No novo trabalho, a equipe queria identificar exatamente quais redes de células no cérebro eram responsáveis por aprender a associar sinais ambientais com o alívio deste estado hedônico negativo.

Os pesquisadores utilizaram ferramentas de imagem avançadas para escanear cérebros de ratos inteiros, célula por célula, e identificar áreas que se tornaram mais ativas em resposta a sinais relacionados ao álcool. Eles compararam quatro grupos de ratos: aqueles que passaram pela abstinência e aprenderam que o álcool alivia um estado hedônico negativo, e três grupos de controle diferentes que não passaram por isso.

Embora várias áreas do cérebro mostrassem atividade aumentada nos ratos que passaram pela abstinência, uma se destacou: o PVT, que é conhecido por seu papel no estresse e na ansiedade.

“Em retrospectiva, isso faz muito sentido,” diz Nedelescu. “Os efeitos desagradáveis da abstinência do álcool estão fortemente associados ao estresse, e o álcool proporciona alívio da agonia desse estado estressante.”

Os pesquisadores hipotetizam que este estado hedônico negativo e a ativação do PVT em resposta é crítico para como o cérebro aprende e perpetua a dependência.

Uma melhor compreensão da dependência

As implicações do novo estudo vão muito além do álcool, segundo os pesquisadores. Estímulos ambientais condicionados ao reforço negativo – a motivação para agir a fim de escapar da dor ou do estresse – é uma característica universal do cérebro e pode impulsionar o comportamento humano além dos transtornos de uso de substâncias, como transtornos de ansiedade, condicionamento ao medo e aprendizagem de esquiva traumática.

“Este trabalho tem aplicações potenciais não apenas para a dependência do álcool, mas também para outros transtornos onde as pessoas ficam presas em ciclos prejudiciais,” diz Nedelescu.
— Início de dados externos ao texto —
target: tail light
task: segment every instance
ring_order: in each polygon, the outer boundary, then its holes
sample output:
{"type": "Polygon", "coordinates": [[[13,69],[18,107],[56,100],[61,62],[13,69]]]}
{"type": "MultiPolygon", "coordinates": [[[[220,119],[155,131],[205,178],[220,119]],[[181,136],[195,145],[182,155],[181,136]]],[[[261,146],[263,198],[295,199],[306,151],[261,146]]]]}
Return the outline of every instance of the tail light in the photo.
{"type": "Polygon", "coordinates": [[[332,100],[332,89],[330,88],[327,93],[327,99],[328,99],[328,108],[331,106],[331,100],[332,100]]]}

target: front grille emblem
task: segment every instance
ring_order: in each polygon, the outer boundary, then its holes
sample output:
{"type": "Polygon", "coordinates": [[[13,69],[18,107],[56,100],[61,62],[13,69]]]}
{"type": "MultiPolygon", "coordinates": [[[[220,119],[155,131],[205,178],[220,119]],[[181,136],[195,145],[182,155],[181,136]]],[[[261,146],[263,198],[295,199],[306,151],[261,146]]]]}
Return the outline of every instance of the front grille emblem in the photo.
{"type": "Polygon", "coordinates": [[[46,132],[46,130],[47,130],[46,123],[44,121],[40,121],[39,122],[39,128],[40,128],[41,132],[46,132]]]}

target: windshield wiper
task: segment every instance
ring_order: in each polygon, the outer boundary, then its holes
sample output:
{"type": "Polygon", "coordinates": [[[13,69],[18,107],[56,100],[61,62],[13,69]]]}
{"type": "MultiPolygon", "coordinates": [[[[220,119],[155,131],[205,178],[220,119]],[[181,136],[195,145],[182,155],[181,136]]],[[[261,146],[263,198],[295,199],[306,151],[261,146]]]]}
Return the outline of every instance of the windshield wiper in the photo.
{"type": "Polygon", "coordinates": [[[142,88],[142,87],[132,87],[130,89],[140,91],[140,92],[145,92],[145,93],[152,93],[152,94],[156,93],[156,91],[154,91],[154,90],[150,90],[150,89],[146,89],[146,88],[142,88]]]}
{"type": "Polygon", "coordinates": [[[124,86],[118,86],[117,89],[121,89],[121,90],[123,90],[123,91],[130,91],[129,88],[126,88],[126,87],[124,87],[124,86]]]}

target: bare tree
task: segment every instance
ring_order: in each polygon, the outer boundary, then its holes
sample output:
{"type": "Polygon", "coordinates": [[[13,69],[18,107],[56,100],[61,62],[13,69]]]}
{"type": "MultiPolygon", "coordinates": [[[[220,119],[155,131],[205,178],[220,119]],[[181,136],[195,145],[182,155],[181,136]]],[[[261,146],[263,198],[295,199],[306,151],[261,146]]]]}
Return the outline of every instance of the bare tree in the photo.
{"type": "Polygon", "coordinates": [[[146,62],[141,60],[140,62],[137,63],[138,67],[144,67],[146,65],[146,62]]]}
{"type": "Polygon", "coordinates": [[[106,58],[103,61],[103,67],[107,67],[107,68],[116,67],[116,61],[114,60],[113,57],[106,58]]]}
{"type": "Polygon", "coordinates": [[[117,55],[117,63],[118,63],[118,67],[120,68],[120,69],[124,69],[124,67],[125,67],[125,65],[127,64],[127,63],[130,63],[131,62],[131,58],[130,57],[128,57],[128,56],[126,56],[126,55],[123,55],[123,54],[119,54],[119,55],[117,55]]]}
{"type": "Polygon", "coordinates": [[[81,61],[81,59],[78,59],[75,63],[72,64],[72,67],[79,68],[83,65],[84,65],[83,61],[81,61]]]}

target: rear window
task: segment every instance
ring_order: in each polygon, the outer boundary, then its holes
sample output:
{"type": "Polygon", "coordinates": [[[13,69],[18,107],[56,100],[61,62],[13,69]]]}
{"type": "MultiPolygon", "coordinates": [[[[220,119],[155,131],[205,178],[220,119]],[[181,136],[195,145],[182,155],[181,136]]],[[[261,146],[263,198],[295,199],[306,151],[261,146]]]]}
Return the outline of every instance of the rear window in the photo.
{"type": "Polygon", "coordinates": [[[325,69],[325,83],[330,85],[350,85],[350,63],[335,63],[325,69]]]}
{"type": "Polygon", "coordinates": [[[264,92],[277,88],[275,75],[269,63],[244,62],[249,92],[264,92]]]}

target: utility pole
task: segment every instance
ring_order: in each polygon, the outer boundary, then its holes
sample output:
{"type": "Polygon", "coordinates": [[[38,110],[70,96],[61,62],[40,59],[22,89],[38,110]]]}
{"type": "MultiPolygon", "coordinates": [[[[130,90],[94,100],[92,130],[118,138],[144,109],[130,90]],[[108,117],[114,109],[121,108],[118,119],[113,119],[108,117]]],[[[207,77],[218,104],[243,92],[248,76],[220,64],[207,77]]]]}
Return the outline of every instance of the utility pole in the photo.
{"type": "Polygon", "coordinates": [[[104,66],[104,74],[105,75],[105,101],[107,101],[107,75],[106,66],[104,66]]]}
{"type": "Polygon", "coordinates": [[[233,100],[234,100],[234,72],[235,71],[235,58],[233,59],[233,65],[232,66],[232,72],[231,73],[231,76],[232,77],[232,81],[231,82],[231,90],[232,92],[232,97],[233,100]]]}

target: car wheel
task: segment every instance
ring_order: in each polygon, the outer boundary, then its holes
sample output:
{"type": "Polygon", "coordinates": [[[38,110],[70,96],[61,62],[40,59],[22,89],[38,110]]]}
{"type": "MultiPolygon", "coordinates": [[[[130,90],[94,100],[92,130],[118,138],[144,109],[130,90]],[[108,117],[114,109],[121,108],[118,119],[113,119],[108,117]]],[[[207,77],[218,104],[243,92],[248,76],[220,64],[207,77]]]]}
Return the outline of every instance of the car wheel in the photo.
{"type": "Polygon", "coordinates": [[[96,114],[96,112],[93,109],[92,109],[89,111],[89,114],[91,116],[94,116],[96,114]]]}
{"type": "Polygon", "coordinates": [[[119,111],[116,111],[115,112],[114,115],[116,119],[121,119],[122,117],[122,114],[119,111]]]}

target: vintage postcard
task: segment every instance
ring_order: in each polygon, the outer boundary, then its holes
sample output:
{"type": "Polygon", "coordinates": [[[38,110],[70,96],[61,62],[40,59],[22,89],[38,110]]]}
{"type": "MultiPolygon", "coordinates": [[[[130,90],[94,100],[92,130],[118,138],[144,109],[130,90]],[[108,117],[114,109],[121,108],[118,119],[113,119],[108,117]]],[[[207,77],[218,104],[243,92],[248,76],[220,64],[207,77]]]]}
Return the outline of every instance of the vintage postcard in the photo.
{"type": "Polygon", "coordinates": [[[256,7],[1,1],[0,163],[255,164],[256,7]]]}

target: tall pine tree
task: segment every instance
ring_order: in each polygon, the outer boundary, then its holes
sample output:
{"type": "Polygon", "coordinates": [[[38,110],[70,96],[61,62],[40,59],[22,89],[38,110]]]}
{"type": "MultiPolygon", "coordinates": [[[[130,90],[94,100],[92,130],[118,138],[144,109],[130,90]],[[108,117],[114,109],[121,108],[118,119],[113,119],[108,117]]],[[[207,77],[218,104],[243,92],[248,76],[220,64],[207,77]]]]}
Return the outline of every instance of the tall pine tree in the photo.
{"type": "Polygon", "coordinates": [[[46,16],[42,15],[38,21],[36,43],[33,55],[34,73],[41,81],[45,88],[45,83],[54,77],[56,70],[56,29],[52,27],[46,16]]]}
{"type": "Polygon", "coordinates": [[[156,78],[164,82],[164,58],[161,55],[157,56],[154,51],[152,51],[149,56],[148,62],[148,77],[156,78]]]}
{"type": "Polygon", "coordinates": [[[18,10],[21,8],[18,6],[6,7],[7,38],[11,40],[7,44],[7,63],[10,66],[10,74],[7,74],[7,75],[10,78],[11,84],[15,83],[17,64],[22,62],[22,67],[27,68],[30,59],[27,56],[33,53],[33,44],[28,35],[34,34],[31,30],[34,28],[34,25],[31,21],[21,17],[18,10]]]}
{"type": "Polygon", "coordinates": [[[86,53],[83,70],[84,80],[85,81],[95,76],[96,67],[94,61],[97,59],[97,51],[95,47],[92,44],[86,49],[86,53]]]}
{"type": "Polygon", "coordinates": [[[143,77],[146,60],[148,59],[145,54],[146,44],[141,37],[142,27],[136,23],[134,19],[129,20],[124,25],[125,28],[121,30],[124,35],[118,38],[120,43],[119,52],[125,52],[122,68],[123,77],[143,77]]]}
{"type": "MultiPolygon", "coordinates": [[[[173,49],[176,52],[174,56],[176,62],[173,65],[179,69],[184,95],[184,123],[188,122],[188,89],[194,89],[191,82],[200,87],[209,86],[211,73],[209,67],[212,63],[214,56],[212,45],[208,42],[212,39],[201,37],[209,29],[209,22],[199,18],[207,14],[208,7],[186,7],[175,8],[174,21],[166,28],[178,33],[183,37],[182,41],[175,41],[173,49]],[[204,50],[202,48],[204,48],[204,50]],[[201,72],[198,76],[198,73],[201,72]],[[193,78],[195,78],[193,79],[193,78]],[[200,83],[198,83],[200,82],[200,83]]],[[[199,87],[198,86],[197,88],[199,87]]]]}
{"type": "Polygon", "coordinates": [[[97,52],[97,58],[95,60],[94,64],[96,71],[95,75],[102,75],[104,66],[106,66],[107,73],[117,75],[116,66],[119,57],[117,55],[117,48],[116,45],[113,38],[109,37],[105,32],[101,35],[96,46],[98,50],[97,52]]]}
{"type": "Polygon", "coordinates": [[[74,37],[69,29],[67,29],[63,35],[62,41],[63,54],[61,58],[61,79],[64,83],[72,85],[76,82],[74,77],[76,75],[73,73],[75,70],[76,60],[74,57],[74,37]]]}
Pesquisas futuras irão se aprofundar ainda mais. Nedelescu e colegas da Scripps Research querem expandir o estudo para fêmeas e estudar os neuroquímicos liberados no PVT quando os sujeitos encontram ambientes associados à experiência de alívio desse estado hedônico negativo. Se conseguirem identificar moléculas envolvidas, isso pode abrir novas avenidas para o desenvolvimento de medicamentos alvejando essas moléculas.

Por enquanto, o novo estudo sublinha uma mudança chave na forma como os cientistas básicos pensam sobre dependência.

“Como psicólogos, há muito sabemos que a dependência não é apenas sobre buscar prazer – trata-se de escapar desses estados hedônicos negativos,” diz Weiss. “Este estudo nos mostra onde no cérebro esse aprendizado se fixa, que é um passo à frente.”

Além de Weiss e Nedelescu, os autores do estudo “Recrutamento de Populações Neurais no Tálamo Paraventricular de Ratos em Busca de Álcool com Experiência de Aprendizado Relacionada à Abstinência” incluem Elias Meamari, Nami Rajaei, Alexus Grey, Ryan Bullard e Nobuyoshi Suto da Scripps; e Nathan O’Connor da MBF Bioscience.

Este trabalho foi apoiado por financiamento dos Institutos Nacionais de Saúde (Ruth L. Kirschstein Institutional National Research Service Award T32AA007456, K01 DA054449, R01 AA027555 e R01 AA023183).